No total, estão arrestados 589 bens – 273 prédios e 316 frações -, que incluem ativos de três fundos de investimento (Fimes I e II e Acif), da Espírito Santo Resources e das empresas Empreendimentos Imobiliários Cimenta, Lote Dois, Quinta da Foz e Cerca da Aldeia.

Estão ainda na lista de bens apreendidos sociedades ligadas à compra e venda de propriedades e de desenvolvimento turístico, como a Multiger, Esim, Aldeia do Meco, Herdade da Comporta, Santa Mónica Empreendimentos e Sociedade de Administração de Bens Pedra da Nau.

Na área da gestão hoteleira, os Hotéis Tivoli, o Coimbra Jardim Hotel, a Marinoteis e o Hotelagos também não escaparam ao arresto do DCIAP.
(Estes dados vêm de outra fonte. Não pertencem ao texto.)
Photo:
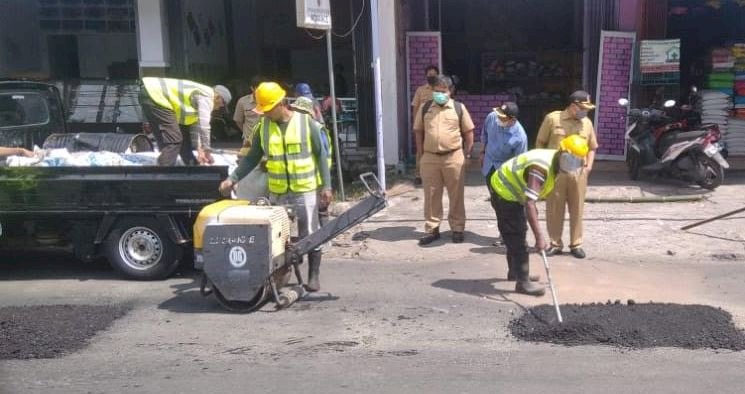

Entre as pessoas ligadas ao universo Espírito Santo, José Manuel Espírito Santo, Amílcar Morais Pires e o filho de Ricardo Salgado foram alvo de arresto de bens.

Ricciardi e Machado da Cruz chamados a testemunhar

Ao que o SOL apurou, José Maria Ricciardi, presidente do Haitong Bank (ex-BES Investimento), e Francisco Machado da Cruz, commissaire aux comptes do GES, serão ouvidos brevemente na qualidade de testemunhas. Correm termos no DCIAP pelo menos cinco inquéritos autónomos relacionados com o universo Espírito Santo, de acordo com o Ministério Público. Apensos a um dos processos há ainda 73 inquéritos com origem em queixas de lesados do BES e do GES.

Alguns dos processos surgem por iniciativa do Ministério Público e outros decorrem de participações dos reguladores financeiros: Banco de Portugal e CMVM.